I need an indexed file format that can hold a few hundred large variable sized binary blobs.

Blobs are around 1-5MB and the file could be as large as 1 GB. I need to be able to quickly find, read, add and remove blobs without recreating the the entire file. I have no need to compress the blobs, however if blobs were removed, I'd like to reclaim or reuse the space.

Ideally there would be a Java API.

I'm currently doing this with a ZIP format, but there's no known way to update a ZIP file without recreating it and performance is bad.

I've looked into SQLite but its blob performance was slow, and its overkill for my needs.

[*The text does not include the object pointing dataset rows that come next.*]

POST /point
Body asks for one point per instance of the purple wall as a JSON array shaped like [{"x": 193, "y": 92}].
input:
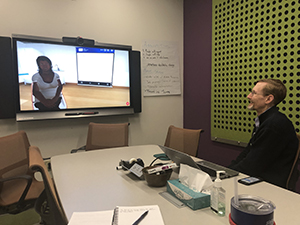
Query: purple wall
[{"x": 197, "y": 81}]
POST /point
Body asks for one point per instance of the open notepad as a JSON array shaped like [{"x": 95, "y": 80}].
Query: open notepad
[
  {"x": 122, "y": 216},
  {"x": 127, "y": 215}
]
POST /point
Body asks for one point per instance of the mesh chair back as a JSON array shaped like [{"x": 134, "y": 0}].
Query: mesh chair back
[{"x": 184, "y": 140}]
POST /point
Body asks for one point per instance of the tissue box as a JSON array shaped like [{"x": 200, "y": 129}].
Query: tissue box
[{"x": 194, "y": 200}]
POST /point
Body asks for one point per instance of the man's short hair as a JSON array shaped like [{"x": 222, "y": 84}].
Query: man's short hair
[{"x": 276, "y": 88}]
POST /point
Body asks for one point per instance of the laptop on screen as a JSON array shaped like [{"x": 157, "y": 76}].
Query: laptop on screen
[{"x": 206, "y": 166}]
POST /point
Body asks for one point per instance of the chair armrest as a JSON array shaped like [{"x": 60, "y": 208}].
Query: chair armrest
[
  {"x": 26, "y": 189},
  {"x": 36, "y": 163},
  {"x": 36, "y": 159}
]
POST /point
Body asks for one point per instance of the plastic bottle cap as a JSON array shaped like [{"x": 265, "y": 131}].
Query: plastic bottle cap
[{"x": 218, "y": 181}]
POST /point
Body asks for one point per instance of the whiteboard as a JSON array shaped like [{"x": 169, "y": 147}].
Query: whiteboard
[{"x": 160, "y": 68}]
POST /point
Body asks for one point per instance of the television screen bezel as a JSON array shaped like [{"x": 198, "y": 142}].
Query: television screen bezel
[{"x": 135, "y": 85}]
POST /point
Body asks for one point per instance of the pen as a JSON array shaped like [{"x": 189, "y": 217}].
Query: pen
[{"x": 141, "y": 218}]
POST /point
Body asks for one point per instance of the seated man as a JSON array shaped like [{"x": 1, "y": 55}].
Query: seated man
[{"x": 271, "y": 151}]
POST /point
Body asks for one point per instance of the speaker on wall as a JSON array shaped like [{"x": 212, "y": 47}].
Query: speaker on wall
[
  {"x": 135, "y": 65},
  {"x": 7, "y": 99}
]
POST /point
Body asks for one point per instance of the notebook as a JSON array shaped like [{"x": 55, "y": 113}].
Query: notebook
[
  {"x": 206, "y": 166},
  {"x": 127, "y": 215}
]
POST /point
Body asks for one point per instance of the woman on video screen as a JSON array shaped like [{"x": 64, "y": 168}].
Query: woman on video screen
[{"x": 47, "y": 86}]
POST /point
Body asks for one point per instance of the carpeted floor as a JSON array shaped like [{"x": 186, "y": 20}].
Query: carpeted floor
[{"x": 29, "y": 217}]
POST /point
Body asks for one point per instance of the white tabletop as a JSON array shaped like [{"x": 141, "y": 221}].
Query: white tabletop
[{"x": 89, "y": 181}]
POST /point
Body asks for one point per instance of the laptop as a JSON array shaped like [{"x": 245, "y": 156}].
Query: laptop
[{"x": 206, "y": 166}]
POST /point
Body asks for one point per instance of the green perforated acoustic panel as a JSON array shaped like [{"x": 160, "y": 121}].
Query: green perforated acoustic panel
[{"x": 252, "y": 40}]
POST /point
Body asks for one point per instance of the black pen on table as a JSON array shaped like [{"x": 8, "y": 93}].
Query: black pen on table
[{"x": 141, "y": 218}]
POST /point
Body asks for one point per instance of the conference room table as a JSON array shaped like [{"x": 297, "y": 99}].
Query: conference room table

Any thoughts, or should I roll my own? And if I do roll my own, any book or web page suggestions?

Thanks...

+2  A: 

Berkeley DB Java Edition does what you need. It's free.

Steve Emmerson
Looks perfect, but GPL or License will be a problem for my company I think.
awbranch
Then how about Apache Derby? Or, as meriton pointed out, filesystems are designed for this kind of thing. Perhaps your use cases warrant an indexed file format, in which case you should mention your requirements.
The Alchemist
I may be able to get away with just using a folder in the filesystem. Its for a project file format for a multimedia editing program that can combine images, sounds and video. Sort of like a powerpoint file.
awbranch
A: 

You need some virtual file system. Our SolFS is the one of the options yet we have only JNI layer, as the engine is written in C. There exists one more option, CodeBase, but as they don't provide an evaluation version of their file system, I know a few about it.

SolFS is ideally suitable for your task, because it lets you have alternative streams for files and associate searchable metadata with each file or even alternative stream.